In SDP(m), α ( ⋅,  ⋅,  ⋅) is the three-point distance distribution

$$\displaystyle{{\alpha }^{{\prime}}(s,t,u) = \frac{\vert \{(i,j,k)\,\mathrm{:}\,x_{i}^{T}x_{ j} = s,x_{i}^{T}x_{ k} = t,x_{j}^{T}x_{ k} = u\}\vert } {m},}$$

and S k (s, t, u) is a \((d + 1 - k) \times (d + 1 - k)\) symmetric matrix whose entries are symmetric polynomials of degree k in the variables (s, t, u); see [2] for details. (The notation \(X \succcurlyeq Y\) means that X − Y is positive semidefinite.) In Fig. 3 we show the bounds \(v_{\mathrm{SDP}}^{{\ast}}(m)/(2N_{\max })\) for the left-hand side of (6), as well as the required value \((m - 1)(R_{D} - 1)\) from the right-hand side of (6), for 13 ≤ m ≤ 16.Footnote 5 For comparison we also give the previously described bounds based on \(v_{\mathrm{LP}}^{{\ast}}(m)\). As can be seen from the figure, the use of SDP(m) gives a substantial improvement over LP(m) for m = 13, but the magnitude of the difference appears to diminish as m increases, and the improved bound is unable to eliminate any more cases than were eliminated using LP(m).Footnote 6

Fig. 3
figure 3

LP and SDP bounds for inequality (6)

Although the use of SDP(m) is not sufficient to prove the key inequality (1) for all required m, there are several possible ways in which the approach based on SDP(m) might be strengthened.
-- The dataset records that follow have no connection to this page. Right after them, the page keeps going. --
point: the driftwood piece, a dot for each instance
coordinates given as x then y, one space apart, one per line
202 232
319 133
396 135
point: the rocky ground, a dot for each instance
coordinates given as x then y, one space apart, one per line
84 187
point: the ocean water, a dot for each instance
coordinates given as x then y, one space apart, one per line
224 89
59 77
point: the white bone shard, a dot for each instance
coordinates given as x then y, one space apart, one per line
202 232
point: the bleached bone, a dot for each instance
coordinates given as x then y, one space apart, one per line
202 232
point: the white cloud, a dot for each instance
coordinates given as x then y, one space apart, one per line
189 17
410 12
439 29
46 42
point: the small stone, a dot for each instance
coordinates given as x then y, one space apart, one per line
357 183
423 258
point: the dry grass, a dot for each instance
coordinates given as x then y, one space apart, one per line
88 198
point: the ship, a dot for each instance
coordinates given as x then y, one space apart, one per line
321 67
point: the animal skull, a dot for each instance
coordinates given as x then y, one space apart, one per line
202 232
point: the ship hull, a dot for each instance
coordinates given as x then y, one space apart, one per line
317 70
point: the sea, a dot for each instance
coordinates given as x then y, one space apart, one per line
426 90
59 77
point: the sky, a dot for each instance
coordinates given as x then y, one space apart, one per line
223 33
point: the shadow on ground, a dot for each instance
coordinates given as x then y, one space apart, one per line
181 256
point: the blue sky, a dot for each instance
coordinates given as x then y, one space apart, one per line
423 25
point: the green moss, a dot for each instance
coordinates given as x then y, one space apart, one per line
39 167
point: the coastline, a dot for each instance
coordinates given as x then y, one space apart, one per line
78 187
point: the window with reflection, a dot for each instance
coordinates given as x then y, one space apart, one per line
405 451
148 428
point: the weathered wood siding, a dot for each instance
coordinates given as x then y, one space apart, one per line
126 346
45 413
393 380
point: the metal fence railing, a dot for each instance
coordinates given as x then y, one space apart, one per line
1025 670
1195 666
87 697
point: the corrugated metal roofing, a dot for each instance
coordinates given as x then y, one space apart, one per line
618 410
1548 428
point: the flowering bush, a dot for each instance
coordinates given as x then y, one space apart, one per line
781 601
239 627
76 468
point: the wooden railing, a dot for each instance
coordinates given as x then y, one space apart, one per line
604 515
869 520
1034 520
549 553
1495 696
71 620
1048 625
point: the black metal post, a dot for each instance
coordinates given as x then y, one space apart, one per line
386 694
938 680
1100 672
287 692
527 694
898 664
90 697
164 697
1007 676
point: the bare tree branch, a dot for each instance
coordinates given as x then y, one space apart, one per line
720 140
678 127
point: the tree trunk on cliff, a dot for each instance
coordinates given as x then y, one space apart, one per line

In particular, since SDP(m) uses the three-point distance distribution, it should be possible to utilize a more elaborate version of Theorem 2 to give lower bounds on terms of the form \(\lambda _{i} +\lambda _{j} +\lambda _{k}\). In addition, since the elements of the three-point distance distribution include the triangles in a Delaunay triangulation of the surface of the sphere, it might be possible to add valid constraints that can be derived for the Delaunay triangulation, as in [1]. The possibility that further strengthening of SDP(m) might suffice to establish (1) remains a very interesting topic for ongoing research, especially given the connection between (1) and the recent work of Hales [7, 8] on the Kepler conjecture and related problems.